Effects of Chestnut Tannins Supplementation of Prepartum Moderate Yielding Dairy Cows on Metabolic Health, Antioxidant and Colostrum Indices - Image 1
Each blood sample was analyzed for glucose, non-esterified fatty acids (NEFA), beta-hydroxybutyrate (BHBA), albumin, blood urea nitrogen (BUN), total bilirubin, total cholesterol, HDL-cholesterol (HDL-C) and insulin. Biochemical metabolites were analyzed by the Department of Ruminants and Swine Diseases (Belgrade, Serbia) using the respective kits: NEFA (colorimetric method) and BHBA (enzymatic method), both from Randox Laboratories Ltd. (Crumlin, UK); albumin (Bromcresol green method), BUN (urease/glutamate dehydrogenase method), total bilirubin (diazotized sulphanilic acid method), total cholesterol (cholesterol oxidase/peroxidase method) and HDL-C (direct detergent method) from BioSystems S.A. (Barcelona, Spain). Analyses were performed automatically by spectrophotometry (A15; BioSystems S.A., Barcelona, Spain). Glucose was measured in whole blood enzymatically (glucose dehydrogenase, GDH-NAD method) using commercial test strips (Abbott Diabetes Care Ltd., Oxon, UK). Insulin concentration was determined by radioimmunoassay technique using commercially available RIA kits (INEP, Zemun, Serbia) according to the manufacturer’s guidelines. The Revised Quantitative Insulin Sensitivity Check Index (RQUICKI), commonly used for estimation of insulin sensitivity in dairy cows, was calculated as described by Pantelić et al. (2018).
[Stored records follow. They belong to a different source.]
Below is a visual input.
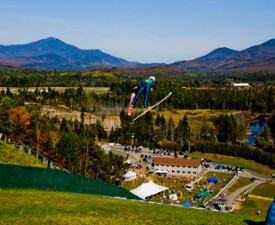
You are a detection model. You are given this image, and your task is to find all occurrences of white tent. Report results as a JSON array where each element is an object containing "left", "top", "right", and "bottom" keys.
[
  {"left": 124, "top": 159, "right": 132, "bottom": 164},
  {"left": 131, "top": 181, "right": 168, "bottom": 200},
  {"left": 155, "top": 169, "right": 168, "bottom": 174},
  {"left": 124, "top": 171, "right": 137, "bottom": 181}
]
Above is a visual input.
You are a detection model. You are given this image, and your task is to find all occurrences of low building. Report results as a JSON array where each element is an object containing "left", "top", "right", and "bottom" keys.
[
  {"left": 232, "top": 83, "right": 250, "bottom": 87},
  {"left": 154, "top": 157, "right": 202, "bottom": 176}
]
Estimation of total antioxidant capacity in blood serum
The total antioxidant capacity (T-AOC) was evaluated by method of α, α-diphenyl-β-picrylhydrazyl (DPPH) radical scavenging ability. The estimation of T-AOC was done by measuring the reduction of DPPH radical spectrophotometrically according to Thaipong et al. (2006). 50 μL of sample were mixed with 2.95 mL of DPPH solution and incubated in dark for 1 h. The percentage of reduction was monitored by measuring the DPPH absorbance at 515 nm (the extent of the solution discolouration is proportional to the concentration of total antioxidants in the samples). A standard curve was prepared using different concentrations of Trolox, and the results were expressed as micrograms of Trolox equivalents (TEq) per mL of sample.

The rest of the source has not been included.